To avoid the usual midterm bloodbath, Democrats need to reverse the usual script, and remain unified while Republicans divide. As it stands, that’s what happening. After Democrats passed $1.9 trillion in pandemic relief, Republicans purged Rep. Liz Cheney for insufficient loyalty to Donald Trump. Senate Minority Leader Mitch McConnell may insist that “one-hundred percent of our focus is on stopping this new administration,” but Sen. Shelley Moore Capito is trying to strike a bipartisan deal on infrastructure, and Sen. Tim Scott sounds hopeful for a bipartisan deal on police reform. If Democrats can keep their focus on helping Americans, while Republicans squabble among themselves, 2022 won’t have the same political dynamics as most midterm years.

Gaming out what may happen on Election Day is not just an exercise for academics and bettors. Knowing how presidential parties have bucked the historic trend should inform Democratic strategy.

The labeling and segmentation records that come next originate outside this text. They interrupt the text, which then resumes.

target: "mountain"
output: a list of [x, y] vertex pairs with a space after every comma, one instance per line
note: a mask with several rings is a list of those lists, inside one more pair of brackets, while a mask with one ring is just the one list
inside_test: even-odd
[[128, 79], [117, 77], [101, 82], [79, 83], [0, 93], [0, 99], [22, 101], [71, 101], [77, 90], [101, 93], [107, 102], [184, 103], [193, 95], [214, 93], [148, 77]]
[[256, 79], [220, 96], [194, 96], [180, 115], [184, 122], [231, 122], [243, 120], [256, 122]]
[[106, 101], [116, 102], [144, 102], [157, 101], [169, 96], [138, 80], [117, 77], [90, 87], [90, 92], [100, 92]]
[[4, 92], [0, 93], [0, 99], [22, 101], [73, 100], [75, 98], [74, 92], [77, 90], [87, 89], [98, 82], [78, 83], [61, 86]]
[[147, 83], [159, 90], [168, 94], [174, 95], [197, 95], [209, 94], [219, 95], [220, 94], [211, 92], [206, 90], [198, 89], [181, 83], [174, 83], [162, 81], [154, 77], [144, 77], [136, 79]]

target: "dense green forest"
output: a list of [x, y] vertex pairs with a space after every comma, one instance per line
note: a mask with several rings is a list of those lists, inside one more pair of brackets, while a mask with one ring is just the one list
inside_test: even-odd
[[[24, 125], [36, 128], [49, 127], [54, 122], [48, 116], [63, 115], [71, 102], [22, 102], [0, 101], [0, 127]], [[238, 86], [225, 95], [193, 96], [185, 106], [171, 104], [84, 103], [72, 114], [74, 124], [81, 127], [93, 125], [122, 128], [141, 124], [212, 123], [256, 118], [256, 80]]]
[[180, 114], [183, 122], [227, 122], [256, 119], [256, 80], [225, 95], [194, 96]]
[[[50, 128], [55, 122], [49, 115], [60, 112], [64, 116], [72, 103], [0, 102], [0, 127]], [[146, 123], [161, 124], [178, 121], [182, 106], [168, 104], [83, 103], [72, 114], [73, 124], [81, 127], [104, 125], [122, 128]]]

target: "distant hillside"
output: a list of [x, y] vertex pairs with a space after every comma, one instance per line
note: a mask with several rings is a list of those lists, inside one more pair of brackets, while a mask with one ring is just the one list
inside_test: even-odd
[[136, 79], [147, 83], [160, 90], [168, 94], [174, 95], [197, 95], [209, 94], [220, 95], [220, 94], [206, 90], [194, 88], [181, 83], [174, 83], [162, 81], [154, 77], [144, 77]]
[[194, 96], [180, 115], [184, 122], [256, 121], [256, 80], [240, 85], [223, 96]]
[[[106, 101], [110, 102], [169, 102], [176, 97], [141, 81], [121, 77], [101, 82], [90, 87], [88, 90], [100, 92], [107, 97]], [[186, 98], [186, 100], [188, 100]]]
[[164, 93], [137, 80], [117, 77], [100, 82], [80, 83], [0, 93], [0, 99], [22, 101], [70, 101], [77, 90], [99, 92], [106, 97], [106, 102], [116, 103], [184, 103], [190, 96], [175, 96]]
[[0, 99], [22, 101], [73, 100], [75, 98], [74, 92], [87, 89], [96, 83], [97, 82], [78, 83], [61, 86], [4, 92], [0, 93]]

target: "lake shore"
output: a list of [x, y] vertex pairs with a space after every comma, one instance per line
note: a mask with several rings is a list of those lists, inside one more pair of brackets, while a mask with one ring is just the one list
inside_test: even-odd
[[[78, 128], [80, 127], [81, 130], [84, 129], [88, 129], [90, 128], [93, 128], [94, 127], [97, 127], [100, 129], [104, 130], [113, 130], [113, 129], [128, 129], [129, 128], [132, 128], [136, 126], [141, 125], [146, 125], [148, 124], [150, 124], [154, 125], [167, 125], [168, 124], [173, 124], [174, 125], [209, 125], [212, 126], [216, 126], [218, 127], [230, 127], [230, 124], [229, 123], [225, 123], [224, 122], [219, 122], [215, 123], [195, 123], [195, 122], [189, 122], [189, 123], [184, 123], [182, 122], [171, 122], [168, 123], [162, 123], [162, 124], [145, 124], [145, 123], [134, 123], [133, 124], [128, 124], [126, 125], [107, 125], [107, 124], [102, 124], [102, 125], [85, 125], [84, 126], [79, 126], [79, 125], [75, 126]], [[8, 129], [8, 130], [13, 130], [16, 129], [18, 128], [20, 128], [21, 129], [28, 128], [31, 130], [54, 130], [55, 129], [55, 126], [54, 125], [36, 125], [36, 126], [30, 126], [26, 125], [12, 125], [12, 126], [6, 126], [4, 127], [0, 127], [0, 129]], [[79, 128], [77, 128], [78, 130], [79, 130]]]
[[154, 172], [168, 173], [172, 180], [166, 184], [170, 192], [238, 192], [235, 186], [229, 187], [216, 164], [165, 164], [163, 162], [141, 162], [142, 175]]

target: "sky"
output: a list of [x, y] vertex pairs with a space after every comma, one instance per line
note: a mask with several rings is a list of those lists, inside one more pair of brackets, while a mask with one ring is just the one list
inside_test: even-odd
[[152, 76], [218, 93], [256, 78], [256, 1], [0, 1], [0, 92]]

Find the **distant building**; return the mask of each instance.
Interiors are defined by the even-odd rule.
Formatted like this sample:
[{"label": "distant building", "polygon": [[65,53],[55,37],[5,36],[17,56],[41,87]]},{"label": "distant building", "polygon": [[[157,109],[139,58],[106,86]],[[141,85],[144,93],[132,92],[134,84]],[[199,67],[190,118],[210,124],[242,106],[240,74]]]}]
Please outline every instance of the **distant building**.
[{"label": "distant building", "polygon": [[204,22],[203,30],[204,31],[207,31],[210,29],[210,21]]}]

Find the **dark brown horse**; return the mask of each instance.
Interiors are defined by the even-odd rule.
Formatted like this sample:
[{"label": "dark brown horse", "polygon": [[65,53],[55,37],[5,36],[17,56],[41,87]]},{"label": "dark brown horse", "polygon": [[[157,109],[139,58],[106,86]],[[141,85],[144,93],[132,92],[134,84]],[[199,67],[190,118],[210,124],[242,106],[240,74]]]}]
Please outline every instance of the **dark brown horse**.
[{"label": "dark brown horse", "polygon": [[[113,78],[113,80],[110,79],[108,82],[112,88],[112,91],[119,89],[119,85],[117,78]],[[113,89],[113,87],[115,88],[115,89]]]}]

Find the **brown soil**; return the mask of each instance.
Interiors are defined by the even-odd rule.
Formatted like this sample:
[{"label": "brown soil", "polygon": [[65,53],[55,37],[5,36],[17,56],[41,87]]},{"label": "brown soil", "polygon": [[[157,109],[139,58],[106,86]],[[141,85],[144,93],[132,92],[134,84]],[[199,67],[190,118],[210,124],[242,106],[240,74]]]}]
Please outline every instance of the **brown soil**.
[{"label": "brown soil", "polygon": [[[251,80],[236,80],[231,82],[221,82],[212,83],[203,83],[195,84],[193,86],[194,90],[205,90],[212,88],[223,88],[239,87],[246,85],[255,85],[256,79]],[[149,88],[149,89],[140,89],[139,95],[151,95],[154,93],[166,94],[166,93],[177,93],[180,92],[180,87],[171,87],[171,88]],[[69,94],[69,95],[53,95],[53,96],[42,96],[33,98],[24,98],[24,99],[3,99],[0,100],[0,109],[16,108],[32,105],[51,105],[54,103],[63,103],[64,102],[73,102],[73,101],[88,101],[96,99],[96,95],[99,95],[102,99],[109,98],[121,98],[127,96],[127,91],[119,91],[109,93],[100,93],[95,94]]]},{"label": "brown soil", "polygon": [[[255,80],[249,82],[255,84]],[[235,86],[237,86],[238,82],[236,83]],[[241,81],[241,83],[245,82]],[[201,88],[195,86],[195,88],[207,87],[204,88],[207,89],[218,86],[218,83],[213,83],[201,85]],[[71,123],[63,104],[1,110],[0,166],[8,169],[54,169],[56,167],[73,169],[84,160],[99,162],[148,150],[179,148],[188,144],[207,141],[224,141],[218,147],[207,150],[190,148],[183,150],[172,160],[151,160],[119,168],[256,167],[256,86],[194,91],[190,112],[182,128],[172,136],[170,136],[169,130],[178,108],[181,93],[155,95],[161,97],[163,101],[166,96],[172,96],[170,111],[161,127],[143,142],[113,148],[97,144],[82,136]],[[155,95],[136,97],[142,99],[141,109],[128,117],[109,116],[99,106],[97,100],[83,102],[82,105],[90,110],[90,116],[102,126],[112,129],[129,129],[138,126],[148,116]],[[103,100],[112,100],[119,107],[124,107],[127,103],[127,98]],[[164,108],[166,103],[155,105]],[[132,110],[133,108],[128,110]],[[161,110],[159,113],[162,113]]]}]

Yes, Democrats should deliver policies that help people get through this crisis. But since crises don’t always cooperate, they also need to manage expectations so they don’t get held to an unrealistic standard.

One encouraging sign is that Biden has tended to lowball vaccine targets, making them each time. And he does remind people that we’re still in a crisis, helping to guard against complacency.

Yes, Democrats should feel free to use reconciliation to avoid having to toss away their agenda to get a few GOP votes. However, bipartisan bills have the advantage of not only being more enduring, but they widen fissures in the GOP. Anything that gets Josh Hawley barking at Susan Collins is its own reward.

Steny Hoyer may be wildly optimistic, but he didn’t get to be majority leader by being bad at math or delusional. Democrats are on the right path to make their own history and keep the House.